Esta interna, que había llegado a Japón en enero, fue la primera extranjera conocida en perder la vida en el terremoto. Además, una mujer vietnamita casada con uno de los trabajadores resultó herida cuando un muro se derrumbó. El desastre ha dejado a miles sin servicios básicos. Aproximadamente 36,900 hogares permanecen sin electricidad y 9,500 carecen de acceso a gas. Más de 9,000 residentes fueron evacuados a refugios debido al calor extremo, con temperaturas superiores a 90 grados Fahrenheit. Estas condiciones generaron preocupaciones sobre enfermedades relacionadas con el calor entre los sobrevivientes.
Las operaciones de rescate han involucrado un esfuerzo coordinado entre la Fuerza de Autodefensa Japonesa y los socorristas de emergencia de todo Japón, con asistencia adicional de equipos en Taiwán. El enfoque de estos esfuerzos se ha centrado principalmente en el Aeon Mall y el molino Nippon Paper Industries, donde se cree que los sobrevivientes están atrapados bajo los escombros.
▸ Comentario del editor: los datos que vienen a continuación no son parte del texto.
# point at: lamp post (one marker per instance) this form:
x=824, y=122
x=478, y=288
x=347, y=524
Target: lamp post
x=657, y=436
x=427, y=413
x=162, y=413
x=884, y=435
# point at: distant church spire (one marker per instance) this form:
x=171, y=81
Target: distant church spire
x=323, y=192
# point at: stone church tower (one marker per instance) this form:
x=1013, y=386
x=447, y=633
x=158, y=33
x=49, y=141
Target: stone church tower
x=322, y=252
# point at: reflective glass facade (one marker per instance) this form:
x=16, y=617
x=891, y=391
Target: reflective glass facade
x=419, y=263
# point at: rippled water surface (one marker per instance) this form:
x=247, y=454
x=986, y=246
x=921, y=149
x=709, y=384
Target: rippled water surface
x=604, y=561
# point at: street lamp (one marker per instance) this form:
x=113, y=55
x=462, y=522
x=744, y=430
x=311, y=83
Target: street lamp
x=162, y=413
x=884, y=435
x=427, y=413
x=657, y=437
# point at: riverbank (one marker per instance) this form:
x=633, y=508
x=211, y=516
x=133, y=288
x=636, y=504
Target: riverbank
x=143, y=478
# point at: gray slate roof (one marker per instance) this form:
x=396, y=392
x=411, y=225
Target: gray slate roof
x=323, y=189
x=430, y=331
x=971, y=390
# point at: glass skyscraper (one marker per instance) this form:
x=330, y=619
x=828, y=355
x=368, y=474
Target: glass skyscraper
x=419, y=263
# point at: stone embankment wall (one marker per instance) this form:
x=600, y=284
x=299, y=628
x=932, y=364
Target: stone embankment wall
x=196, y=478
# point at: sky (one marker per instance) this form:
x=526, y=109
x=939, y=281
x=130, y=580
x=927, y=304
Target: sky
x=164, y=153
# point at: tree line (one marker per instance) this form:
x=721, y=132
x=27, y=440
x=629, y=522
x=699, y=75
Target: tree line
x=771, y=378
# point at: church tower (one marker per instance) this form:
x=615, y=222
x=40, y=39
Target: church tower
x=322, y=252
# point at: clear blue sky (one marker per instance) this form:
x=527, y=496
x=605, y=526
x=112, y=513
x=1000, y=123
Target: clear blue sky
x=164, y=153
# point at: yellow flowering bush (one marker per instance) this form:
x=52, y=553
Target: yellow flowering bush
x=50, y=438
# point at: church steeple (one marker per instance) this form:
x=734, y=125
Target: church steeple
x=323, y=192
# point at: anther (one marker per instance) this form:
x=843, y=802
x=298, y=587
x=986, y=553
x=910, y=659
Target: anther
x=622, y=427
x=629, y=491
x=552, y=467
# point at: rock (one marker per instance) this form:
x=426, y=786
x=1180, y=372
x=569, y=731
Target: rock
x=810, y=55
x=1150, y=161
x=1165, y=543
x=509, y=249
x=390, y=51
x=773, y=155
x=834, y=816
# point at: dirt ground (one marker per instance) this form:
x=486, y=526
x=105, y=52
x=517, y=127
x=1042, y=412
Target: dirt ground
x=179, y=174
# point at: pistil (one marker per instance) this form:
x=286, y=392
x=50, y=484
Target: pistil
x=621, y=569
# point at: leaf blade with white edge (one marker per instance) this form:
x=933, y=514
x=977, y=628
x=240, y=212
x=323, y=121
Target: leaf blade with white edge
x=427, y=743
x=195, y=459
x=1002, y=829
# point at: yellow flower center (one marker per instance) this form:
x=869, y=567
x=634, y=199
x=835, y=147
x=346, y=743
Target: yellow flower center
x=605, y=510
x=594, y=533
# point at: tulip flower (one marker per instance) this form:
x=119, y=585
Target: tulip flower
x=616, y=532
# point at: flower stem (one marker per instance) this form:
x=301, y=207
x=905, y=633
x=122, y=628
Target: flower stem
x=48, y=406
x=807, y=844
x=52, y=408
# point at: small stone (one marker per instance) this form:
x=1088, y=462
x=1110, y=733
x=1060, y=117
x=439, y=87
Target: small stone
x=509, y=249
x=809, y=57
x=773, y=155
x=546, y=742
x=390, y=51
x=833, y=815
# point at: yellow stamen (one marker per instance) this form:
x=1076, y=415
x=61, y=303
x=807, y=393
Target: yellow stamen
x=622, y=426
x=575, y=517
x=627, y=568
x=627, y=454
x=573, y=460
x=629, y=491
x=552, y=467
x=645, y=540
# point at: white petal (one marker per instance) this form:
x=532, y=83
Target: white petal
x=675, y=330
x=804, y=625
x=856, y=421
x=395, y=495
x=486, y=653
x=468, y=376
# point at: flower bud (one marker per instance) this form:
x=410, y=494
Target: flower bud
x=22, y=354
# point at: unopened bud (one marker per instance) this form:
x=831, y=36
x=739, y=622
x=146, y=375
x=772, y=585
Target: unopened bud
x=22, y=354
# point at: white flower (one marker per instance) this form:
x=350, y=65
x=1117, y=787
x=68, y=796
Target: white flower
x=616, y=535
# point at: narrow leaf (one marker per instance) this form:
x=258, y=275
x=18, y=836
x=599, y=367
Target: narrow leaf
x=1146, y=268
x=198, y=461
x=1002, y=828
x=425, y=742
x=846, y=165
El primer ministro Takaichi Sanae expresó sus condolencias a las víctimas y aseguró al público que el gobierno trabajaría incansablemente para evaluar los daños e implementar medidas de respuesta de emergencia.
El gobierno también se comprometió a garantizar un entorno seguro para los que buscan refugio. A medida que continúa la búsqueda, la situación sigue siendo fluida, con evaluaciones en curso de la magnitud de los daños y el número de personas que aún no se conocen. El terremoto sirve como un claro recordatorio de la vulnerabilidad de la infraestructura en regiones sísmicamente activas, destacando la necesidad de una inversión continua en preparación y resiliencia ante desastres.